This visualisation scrapes from the British Transport Police website with UK station crime data. The website can be found here: https://crimemaps.btp.police.uk/station_list. 

To match with the locations of TfL stations specifically, I use a csv provided by TfL of the exact location of their stations. The csv can be found in this freedom of information requestion response: https://tfl.gov.uk/corporate/transparency/freedom-of-information/foi-request-detail?referenceId=FOI-1451-1819. Note that this csv list stations for the London Underground, DLR, and London Overground networks. Because it was published in 2018, it does not include certain stations that opened specifically for the Elizabeth Line or other new stations that have opened since then.
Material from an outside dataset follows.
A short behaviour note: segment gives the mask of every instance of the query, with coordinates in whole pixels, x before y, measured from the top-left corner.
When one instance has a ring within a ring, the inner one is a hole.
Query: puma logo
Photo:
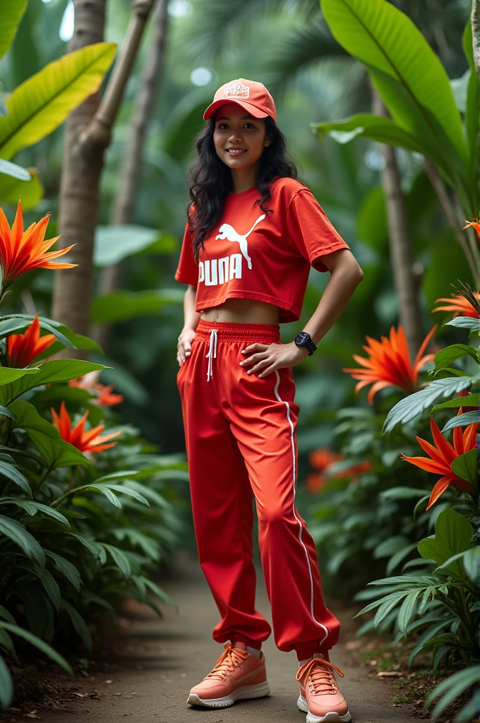
[[[247,260],[248,268],[251,269],[252,259],[249,256],[249,244],[247,239],[254,230],[257,224],[260,223],[260,221],[262,221],[265,218],[265,213],[263,213],[261,216],[259,216],[248,234],[245,234],[244,236],[242,236],[241,234],[239,234],[236,231],[233,227],[229,223],[222,223],[221,226],[218,229],[220,233],[218,236],[215,236],[215,240],[218,241],[218,239],[220,239],[221,241],[223,241],[226,239],[228,241],[235,241],[239,244],[240,246],[240,251],[241,252],[244,257]]]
The csv also originally included TfL Rail, but I deleted these rows, as TfL Rail was discontinued in 2022.

In [427]:
import requests     #for making web / API calls
from bs4 import BeautifulSoup   #For parsing the HTML into something we can search
import pandas as pd


In [428]:
stations_list="https://crimemaps.btp.police.uk/station_list"
response = requests.get(stations_list) 

In [429]:
response.text

'<!DOCTYPE html PUBLIC "-//W3C//DTD XHTML 1.0 Strict//EN" "http://www.w3.org/TR/xhtml1/DTD/xhtml1-strict.dtd">\n<!--[if lt IE 7 ]><html lang="en" class="no-js ie6" xmlns="http://www.w3.org/1999/xhtml" xmlns:v="urn:schemas-microsoft-com:vml"><![endif]-->\n<!--[if IE 7 ]><html lang="en" class="no-js ie7"><![endif]-->\n<!--[if IE 8 ]><html lang="en" class="no-js ie8"><![endif]-->\n<!--[if IE 9 ]><html lang="en" class="no-js ie9"><![endif]-->\n<!--[if (gt IE 9)|!(IE)]><!--><html xmlns="http://www.w3.org/1999/xhtml" xml:lang="en" class="no-js"><!--<![endif]-->\n<head>\n\n    <meta name="language" content="en-gb"/>\n    <meta http-equiv="content-type" content="text/html; charset=utf-8"/>\n    <meta http-equiv="X-UA-Compatible" content="IE=edge,chrome=1"/>\n\n    <meta name="author" content="Rock Kitchen Harris, Leicester - http://www.rkh.co.uk/"/>\n\n    <title>A-Z list of stations</title>\n\n    <meta name="keywords" content="british transport police crime maps local rail network"/>\n    <m

In [456]:
soup = BeautifulSoup(response.text)

In [457]:
len(soup.body.find_all('li')) #Stations are listed as <li> elements, and there are 3003 of them on this website

3003

In [458]:
stations = soup.find_all('li')  

Step 2: Matching the Stations

BTP stations are labeled as either (LU Station) - referring to the London Underground, (DLR) - the Docklands Light Railway, (Tram Stops) - referring to all tram stops, including TfL Tramlink, or (Station) - all else, including London Overground stations. 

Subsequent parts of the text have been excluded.